Building Muscles Fast
A gym might seem like a foreign country for the inexperienced person, where a strange and unfamiliar language is being spoken. Many people do not know how to deal with this situation and would rather try by themselves. This is possible and not so hard as it might seem. You can find here a few basic principles for fitness and body building.
The repetitions that are incomplete. – Training intensifying is done by repeating certain muscular exercises during a set, but only partially.
The principle of forced repetitions – This means you have to repeat the sets after you have finished you session, just to over-stimulate the muscles. If you decide to follow this principle, take a training partner that can help you overcome tough moments.
Slow sets – Necessitates the execution of each repetition over a period of 20 to 60 seconds, for the over-solicitation the muscles.
Cheating the body – Finishing a set with the help of the weight itself is called cheating. The objective of this principle is to overcome the exhaustion that overcomes you and your muscles at a certain moment in time, and to supra-solicit the muscle, so that it increases in diameter and strength.
Constant pressure – This principle is based on a continuous muscular pressure during the entire time you exercise.
You should contract the tip of your muscles – The point is to accentuate the contraction when the weight is lifter upper, so that upper muscles will also grow in dimension.
The law alternation – You should not use the same weight during a session because alternating pressure assures better training results.

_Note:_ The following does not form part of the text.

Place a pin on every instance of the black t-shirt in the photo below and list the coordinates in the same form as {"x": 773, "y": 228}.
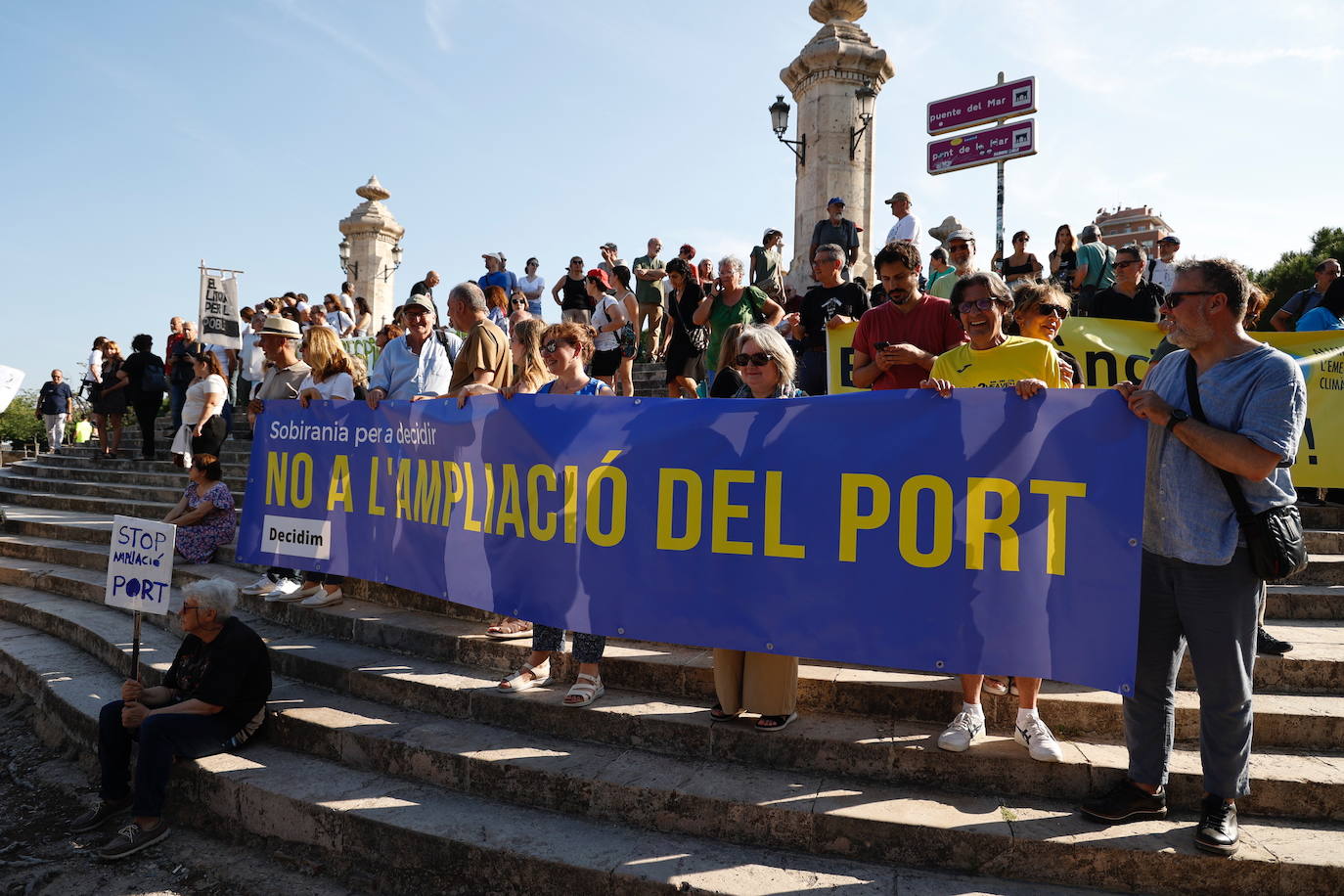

Alternating training speed – This principle basically teaches us how to put the weight down slowly and take it up faster, so we can achieve maximum muscle contraction.
Confusing our body – Taking muscle groups by surprise is a must in body building, this is why you should always change suddenly the exercise, in a new way, that can be well understood from 7 minute muscle from benson program .
The continuous growth – When you start training, you should use small weights, but in time they will grow heavier. If you increase the weights, you can still train for the same period of time and achieve positive results.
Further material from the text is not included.